Hill, who famously testified before the Senate Judiciary Committee that Clarence Thomas sexually harassed her, said the former vice president and then-committee chair should have shown leadership but “did just the opposite”.
(Common Dreams by Jessica Corbett) In a lengthy Washington Post interview with Anita Hill and five female Democratic lawmakers who supported her during the historic confirmation hearing for U.S. Supreme Court nominee Clarence Thomas in 1991, Hill criticized former Vice President Joe Biden’s recent apology regarding how he and the U.S. Senate Judiciary Committee handled her allegations that Thomas sexually harassed her.
In her remarks, published late Wednesday, Hill said Biden’s new mea culpas don’t really take “ownership of his role in what happened.” He and other lawmakers should have shown “leadership” at the time, she added, “And they did just the opposite.”
Hill, who is now a professor of legal history and public policy at Brandeis University, testified in 1991—in front of a Judiciary Committee comprised of only white men—that Thomas sexually harassed her when he worked as her supervisor at both the U.S. Department of Education and the Equal Employment Opportunity Commission.
Biden—who has long been criticized by Hill and several others for how he handled the situation as then-chairman of the Judiciary Committee—declined to call three women who had been subpoenaed to provide testimonies about similar behavior by Thomas that they had experienced or witnessed.
At Glamour magazine’s Women of the Year event last week, Biden was asked how he might have handled the situation differently, and what he wants to say to Hill about it now. He said, in part:
Anita Hill was victimized, there is no question in my mind, and every single solitary person on that committee who believed her voted no…. What I do feel badly about was the bad taste that got left in the mouth of some of the people around Anita Hill, and maybe even Anita, about whether or not the witnesses should have been called who weren’t called etcetera. Maybe I could have handled that better, but I believed her from the beginning, I made her case from the floor, I made her case to the committee….
I am so sorry if she believed that [the process was unfair]. I am so sorry that she had to go through what she went through. Think of the courage it took for her to come forward…. I feel really badly that she didn’t feel like the process worked, but I tell you what, I said something at the time that proved to be right. I said this is going to be the start of a fundamental change of what constitutes harassment in the workplace and people are going to begin to change.
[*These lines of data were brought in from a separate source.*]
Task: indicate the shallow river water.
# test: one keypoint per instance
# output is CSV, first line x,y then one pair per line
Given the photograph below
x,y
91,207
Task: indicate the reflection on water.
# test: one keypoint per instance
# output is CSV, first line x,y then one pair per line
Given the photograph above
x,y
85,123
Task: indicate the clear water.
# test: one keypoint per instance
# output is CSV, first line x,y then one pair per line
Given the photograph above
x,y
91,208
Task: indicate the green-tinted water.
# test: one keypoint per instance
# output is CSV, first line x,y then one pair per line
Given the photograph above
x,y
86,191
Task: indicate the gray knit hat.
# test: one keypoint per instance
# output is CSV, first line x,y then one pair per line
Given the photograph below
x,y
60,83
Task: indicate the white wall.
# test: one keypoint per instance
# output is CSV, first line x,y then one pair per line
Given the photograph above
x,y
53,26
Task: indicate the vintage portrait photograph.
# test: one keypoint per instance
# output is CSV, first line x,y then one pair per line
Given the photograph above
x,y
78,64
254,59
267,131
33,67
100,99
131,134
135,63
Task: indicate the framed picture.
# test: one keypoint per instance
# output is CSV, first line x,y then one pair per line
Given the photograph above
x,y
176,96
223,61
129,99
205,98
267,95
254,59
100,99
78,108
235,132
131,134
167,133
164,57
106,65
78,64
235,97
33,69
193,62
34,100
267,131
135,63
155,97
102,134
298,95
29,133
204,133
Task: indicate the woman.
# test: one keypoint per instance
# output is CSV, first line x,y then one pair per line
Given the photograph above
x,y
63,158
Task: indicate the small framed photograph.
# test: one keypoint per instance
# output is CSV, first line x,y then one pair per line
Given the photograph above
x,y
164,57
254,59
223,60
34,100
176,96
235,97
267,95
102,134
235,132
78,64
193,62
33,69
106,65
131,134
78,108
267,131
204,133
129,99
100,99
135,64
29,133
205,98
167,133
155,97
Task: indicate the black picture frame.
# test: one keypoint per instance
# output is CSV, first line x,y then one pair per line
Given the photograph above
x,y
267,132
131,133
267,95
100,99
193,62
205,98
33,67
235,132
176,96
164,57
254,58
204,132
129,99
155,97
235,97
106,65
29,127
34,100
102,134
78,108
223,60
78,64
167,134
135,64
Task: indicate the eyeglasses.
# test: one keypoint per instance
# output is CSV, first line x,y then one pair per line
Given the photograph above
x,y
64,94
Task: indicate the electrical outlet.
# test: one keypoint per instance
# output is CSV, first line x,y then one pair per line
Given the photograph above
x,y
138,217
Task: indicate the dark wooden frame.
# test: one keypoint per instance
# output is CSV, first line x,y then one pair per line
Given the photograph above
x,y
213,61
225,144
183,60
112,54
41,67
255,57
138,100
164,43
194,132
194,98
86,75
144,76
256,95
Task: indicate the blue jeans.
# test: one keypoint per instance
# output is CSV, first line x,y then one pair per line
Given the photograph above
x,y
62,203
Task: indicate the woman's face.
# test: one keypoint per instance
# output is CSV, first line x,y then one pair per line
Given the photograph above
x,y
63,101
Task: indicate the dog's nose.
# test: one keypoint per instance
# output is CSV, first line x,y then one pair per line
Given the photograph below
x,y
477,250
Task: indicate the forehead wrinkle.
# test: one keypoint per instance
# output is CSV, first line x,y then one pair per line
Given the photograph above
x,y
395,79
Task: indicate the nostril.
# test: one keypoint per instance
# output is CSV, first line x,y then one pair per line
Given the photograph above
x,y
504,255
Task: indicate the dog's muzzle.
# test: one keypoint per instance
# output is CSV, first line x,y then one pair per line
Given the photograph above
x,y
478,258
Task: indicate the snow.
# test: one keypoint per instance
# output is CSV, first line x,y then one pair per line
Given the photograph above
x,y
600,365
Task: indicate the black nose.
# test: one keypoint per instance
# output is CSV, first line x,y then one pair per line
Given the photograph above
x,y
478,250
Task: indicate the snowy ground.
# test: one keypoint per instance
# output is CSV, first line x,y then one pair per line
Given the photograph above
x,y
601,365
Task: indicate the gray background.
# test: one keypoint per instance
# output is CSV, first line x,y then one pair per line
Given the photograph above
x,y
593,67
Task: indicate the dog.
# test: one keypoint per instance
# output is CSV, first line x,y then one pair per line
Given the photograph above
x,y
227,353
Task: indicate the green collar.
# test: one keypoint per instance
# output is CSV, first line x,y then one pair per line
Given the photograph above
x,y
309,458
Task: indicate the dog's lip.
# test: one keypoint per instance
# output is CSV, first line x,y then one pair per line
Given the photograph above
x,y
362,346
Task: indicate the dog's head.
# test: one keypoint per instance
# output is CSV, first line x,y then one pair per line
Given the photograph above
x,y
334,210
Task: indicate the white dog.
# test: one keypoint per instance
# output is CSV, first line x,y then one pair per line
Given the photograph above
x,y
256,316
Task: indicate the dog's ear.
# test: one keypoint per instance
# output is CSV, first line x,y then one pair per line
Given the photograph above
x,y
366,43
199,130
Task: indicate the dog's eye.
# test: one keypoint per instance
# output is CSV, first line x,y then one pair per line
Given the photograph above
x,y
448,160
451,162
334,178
“He said, ‘I am sorry if she felt she didn’t get a fair hearing.’ That’s sort of an ‘I’m sorry if you were offended,'” Hill told the Post. She said that while “some part of it” was an admission that he could have done better, ultimately she wants to hear Biden fully take “responsibility” for his role in how it played out—Thomas was ultimately confirmed 52-48, and remains on the court today.
I still don’t think it takes ownership of his role in what happened. And he also doesn’t understand that it wasn’t just that I felt it was not fair. It was that women were looking to the Senate Judiciary Committee and his leadership to really open the way to have these kinds of hearings. They should have been using best practices to show leadership on this issue on behalf of women’s equality. And they did just the opposite….
You cannot just bring people forward into a process where you know they’re not going to be treated fairly. That’s not being heard. That’s something that we are struggling with right now. Women are coming in to make a complaint, and the process is unfair and employers are saying, “Well, we have a process.” Well, that’s not enough.
Hill and the five Democratic lawmakers interviewed by the Post—Nita M. Lowey (N.Y.), Barbara A. Mikulski (Md.), Eleanor Holmes Norton (D.C.), Pat Schroeder (Colo.), and Louise M. Slaughter (N.Y.)—spoke about the media coverage of Thomas’ confirmation process, the wave of women elected in 1994 (often seen as a direct response to how Hill was treated by lawmakers during the hearing), and the national conversation that is taking place right now, in the wake of allegations levied against several high-profile public figures and as survivors of sexual harassment and assault use the hashtag #MeToo to share their stories on social media.